Snow closed schools in parts of Missouri as well. About 2 inches of snow fell in Kansas City, Missouri, but it was enough to cause several accidents and cover roads in the southeast part of the state.
Parts of Oklahoma received up to 12 inches of snow, according to the state Department of Emergency Management. Wind chills were 10 to 30 degrees below zero in some areas, and authorities urged people to stay off the roads. Only so many travelers were able to heed that warning, and traffic inched slowly along icy interstates The Oklahoma Highway Patrol worked in conjunction with the National Guard to rescue stranded motorists using heavy Humvees, according to CNN-affiliate KOCO.
At least two people were killed near Miami, Oklahoma, which is close to Oklahoma City. A truck plunged 80 feet off a bridge along Interstate 44. Police told KOCO that the driver lost control on an icy bridge, flipped over the railing and landed upright on the riverbed below. At least five survivors were able to climb out of the sun roof and wait for rescue on top of the vehicle.
Earlier, the Oklahoma State Department of Health said 80 people in Oklahoma had been injured as a result of the storm. That total included 63 falls, one carbon monoxide poisoning, 14 injuries in traffic accidents and two "cut/pierce injuries."
Twenty-seven Greyhound bus passengers stayed at a shelter overnight Tuesday in a Tulsa church, the state Department of Emergency Management said. Six warming stations were opened "for any stranded motorists and others displaced by the storm." State offices in seven counties were closed, along with numerous schools and businesses.
Oklahoma City's Will Rogers International Airport reopened one runway and began limited flights after the aiport had closed earlier Wednesday morning due to the weather.
In Amarillo, Texas. snow began closing roads early Wednesday morning, according to CNN-affiliate KDFA. There were wrecks and rollovers, and at least one person was taken to the hospital with signs of severe hypothermia, KDFA said. A portion of Interstate 40 in the Texas Panhandle was closed until further notice, according to the state Department of Transportation.
Weather crews at Dallas' Love Field airport worked throughout Tuesday night and into Wednesday morning in an effort to keep runways clear, officials said.
At Dallas-Fort Worth International Aiport, crews did the same, according to airport spokesman David Magana. Some flights were canceled at both airports because of the weather.
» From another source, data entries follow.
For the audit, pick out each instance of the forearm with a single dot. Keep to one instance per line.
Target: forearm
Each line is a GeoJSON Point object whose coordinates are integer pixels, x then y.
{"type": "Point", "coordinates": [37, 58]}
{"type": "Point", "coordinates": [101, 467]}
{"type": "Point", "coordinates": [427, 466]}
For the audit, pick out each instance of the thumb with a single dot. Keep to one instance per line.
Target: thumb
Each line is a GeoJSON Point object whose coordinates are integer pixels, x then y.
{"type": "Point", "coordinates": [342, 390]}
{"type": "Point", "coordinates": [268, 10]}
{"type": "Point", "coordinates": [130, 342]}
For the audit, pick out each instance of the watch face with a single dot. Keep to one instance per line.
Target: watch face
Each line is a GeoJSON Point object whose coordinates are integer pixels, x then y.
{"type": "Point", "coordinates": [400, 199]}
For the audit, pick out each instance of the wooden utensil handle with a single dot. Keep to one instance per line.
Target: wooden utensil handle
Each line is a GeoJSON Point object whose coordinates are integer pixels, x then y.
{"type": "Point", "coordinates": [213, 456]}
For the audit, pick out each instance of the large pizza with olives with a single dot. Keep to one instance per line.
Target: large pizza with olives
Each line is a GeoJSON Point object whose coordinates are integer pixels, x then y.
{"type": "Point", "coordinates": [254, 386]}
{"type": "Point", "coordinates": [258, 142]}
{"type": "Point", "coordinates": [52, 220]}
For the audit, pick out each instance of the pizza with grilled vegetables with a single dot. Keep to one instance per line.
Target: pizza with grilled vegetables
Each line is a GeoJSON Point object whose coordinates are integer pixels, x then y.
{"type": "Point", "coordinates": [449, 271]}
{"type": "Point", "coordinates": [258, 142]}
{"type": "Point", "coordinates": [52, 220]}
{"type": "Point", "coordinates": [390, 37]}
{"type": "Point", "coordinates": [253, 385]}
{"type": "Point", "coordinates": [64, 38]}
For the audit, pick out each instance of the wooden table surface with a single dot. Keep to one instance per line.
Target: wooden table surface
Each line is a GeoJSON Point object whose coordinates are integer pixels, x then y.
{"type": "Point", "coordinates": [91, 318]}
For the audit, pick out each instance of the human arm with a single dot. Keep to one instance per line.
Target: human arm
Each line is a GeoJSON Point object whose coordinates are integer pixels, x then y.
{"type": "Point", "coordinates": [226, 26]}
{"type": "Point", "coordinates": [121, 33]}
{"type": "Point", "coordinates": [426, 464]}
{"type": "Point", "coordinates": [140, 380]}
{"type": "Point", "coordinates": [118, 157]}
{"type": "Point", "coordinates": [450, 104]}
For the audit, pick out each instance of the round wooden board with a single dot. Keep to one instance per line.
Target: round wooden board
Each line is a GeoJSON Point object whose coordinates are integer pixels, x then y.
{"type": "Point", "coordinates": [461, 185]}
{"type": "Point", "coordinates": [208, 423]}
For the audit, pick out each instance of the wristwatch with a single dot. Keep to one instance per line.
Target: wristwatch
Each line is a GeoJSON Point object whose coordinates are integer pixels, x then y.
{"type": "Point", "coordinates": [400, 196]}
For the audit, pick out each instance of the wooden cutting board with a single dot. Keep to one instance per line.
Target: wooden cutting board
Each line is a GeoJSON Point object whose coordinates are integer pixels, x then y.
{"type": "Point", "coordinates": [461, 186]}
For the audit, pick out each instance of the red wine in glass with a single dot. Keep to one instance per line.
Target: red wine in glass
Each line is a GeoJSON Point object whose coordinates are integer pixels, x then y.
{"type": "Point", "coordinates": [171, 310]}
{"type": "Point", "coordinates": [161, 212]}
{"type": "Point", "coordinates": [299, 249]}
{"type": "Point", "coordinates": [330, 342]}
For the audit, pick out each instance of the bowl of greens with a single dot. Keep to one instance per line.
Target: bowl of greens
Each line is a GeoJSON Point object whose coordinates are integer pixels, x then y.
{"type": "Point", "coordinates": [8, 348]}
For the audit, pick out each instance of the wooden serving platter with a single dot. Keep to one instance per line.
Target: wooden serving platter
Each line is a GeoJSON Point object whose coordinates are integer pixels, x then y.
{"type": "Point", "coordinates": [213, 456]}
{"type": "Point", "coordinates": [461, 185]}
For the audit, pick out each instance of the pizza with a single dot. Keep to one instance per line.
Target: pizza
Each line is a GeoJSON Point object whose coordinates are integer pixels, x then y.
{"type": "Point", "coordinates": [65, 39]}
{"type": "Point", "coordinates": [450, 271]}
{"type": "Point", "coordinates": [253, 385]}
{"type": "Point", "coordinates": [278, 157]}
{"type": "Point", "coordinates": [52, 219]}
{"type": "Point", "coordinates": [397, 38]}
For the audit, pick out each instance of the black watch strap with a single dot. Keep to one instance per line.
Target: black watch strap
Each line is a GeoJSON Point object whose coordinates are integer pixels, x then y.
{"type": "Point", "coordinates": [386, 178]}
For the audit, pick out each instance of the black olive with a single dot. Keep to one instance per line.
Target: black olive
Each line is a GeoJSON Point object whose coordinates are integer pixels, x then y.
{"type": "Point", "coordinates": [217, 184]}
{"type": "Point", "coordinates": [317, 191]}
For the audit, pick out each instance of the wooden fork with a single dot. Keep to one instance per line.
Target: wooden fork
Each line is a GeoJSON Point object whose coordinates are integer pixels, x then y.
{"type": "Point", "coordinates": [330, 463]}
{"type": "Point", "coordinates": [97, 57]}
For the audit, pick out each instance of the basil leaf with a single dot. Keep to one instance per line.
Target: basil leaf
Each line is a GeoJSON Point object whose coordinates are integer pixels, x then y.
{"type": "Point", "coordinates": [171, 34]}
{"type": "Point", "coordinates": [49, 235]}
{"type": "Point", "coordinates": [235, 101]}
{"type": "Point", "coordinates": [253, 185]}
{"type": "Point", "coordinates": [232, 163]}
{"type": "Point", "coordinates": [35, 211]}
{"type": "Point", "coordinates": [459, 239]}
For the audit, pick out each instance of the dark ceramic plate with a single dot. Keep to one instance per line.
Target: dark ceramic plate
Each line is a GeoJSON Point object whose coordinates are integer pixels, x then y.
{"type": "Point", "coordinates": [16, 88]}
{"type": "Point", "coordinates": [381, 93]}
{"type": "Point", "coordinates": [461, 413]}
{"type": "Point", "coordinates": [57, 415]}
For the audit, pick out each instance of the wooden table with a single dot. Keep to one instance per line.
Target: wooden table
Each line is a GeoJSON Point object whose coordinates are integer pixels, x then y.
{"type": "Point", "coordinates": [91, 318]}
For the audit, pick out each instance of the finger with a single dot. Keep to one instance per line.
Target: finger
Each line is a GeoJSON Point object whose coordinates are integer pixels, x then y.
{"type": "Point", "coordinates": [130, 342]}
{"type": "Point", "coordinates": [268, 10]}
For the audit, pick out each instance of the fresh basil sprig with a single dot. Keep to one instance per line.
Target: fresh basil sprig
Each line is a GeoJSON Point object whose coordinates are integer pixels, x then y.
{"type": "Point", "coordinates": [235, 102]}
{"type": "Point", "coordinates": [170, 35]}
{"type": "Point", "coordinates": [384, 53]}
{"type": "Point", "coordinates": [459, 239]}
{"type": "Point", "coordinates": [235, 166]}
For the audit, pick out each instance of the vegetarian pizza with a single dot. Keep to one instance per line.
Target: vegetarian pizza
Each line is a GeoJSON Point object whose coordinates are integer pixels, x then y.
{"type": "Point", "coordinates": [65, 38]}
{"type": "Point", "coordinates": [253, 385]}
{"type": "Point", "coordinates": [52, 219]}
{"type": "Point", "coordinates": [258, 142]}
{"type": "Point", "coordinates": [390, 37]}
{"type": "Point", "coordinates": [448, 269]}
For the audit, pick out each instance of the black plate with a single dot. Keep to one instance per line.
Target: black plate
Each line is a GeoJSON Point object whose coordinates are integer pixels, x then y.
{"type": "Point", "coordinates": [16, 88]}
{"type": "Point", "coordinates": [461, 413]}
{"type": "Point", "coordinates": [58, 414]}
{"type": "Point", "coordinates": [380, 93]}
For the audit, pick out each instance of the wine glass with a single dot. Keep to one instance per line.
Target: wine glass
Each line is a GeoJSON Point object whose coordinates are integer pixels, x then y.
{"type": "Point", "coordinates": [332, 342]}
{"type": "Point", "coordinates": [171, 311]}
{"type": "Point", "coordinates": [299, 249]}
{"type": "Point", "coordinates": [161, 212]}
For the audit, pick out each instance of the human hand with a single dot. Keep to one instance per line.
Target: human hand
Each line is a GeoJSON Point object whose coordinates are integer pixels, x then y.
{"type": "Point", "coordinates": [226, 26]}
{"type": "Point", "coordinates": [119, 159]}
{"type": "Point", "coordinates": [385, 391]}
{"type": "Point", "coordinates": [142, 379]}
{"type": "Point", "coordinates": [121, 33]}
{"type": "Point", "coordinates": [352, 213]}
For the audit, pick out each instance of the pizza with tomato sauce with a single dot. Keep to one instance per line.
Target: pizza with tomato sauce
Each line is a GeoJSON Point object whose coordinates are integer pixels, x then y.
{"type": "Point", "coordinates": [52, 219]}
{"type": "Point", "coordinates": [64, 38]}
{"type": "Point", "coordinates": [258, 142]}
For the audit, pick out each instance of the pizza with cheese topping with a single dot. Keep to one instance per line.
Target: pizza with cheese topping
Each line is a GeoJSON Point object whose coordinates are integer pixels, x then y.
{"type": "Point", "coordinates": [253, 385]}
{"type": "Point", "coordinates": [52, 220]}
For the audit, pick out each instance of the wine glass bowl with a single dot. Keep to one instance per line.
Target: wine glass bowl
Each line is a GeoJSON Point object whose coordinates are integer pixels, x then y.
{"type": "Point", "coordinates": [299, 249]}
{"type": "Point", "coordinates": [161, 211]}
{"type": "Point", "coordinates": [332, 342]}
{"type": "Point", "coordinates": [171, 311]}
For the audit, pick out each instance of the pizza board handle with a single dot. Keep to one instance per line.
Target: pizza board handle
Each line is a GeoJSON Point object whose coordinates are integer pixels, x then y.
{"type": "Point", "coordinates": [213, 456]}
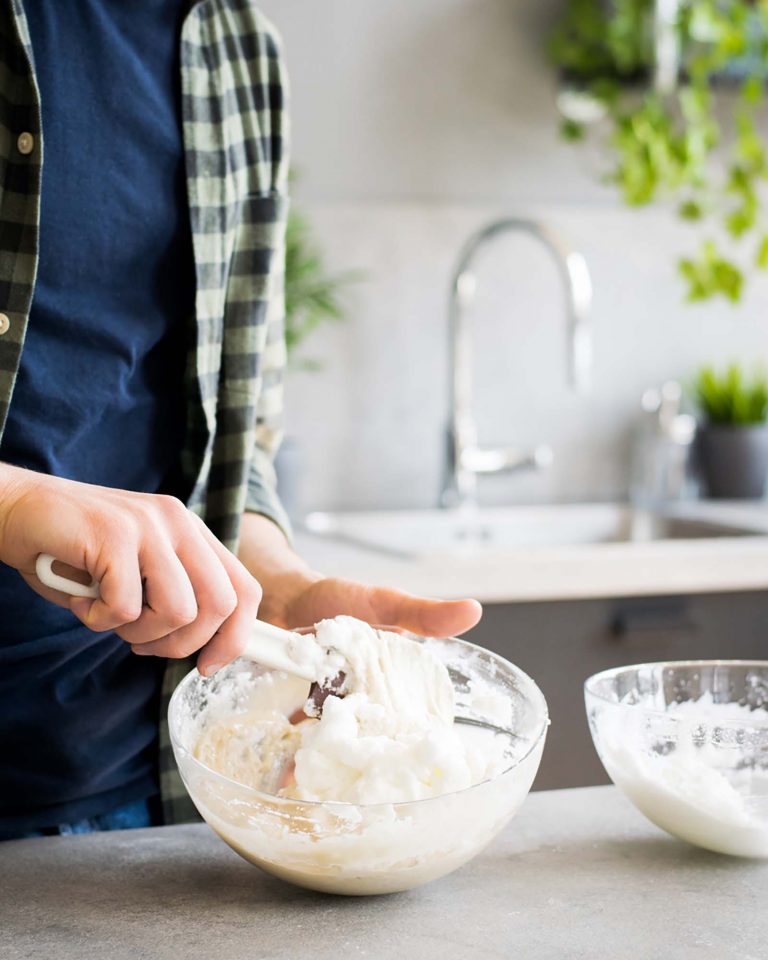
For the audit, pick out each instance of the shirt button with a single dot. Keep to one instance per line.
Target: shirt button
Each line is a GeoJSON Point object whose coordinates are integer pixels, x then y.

Dallas-area volunteers for Meals on Wheels, an aid organization that delivers prepared food to housebound people, worked nonstop to get extra meals ready before snow and icy conditions closed roads, according to CNN-affiliate KTVK. The weather system that closed Dallas last week left the group unable to reach its customers for four days. Tom Hauser, with the Collin County Committee on Aging, which runs the Meals on Wheels program, told KTVK. "We've already delivered over 2,500 meals in the last two days that are nutritious meals."
The historic storm last week left its mark on at least 30 states, dumping about 2 feet of snow on the Chicago area and prompting Oklahoma's governor to declare a state of emergency.
Another winter system at the end of the week left central and southern Texas a mess. Hundreds of flights were canceled as the winter weather threatened the plans of Super Bowl enthusiasts headed for the game last Sunday in Arlington, Texas, a suburb of Dallas.
An unrelated storm system put portions of the North Carolina coast including the Outer Banks under a winter storm warning Wednesday. The weather service said 2 to 4 inches of snow could fall in inland areas, with 1 to 3 inches expected on the coast.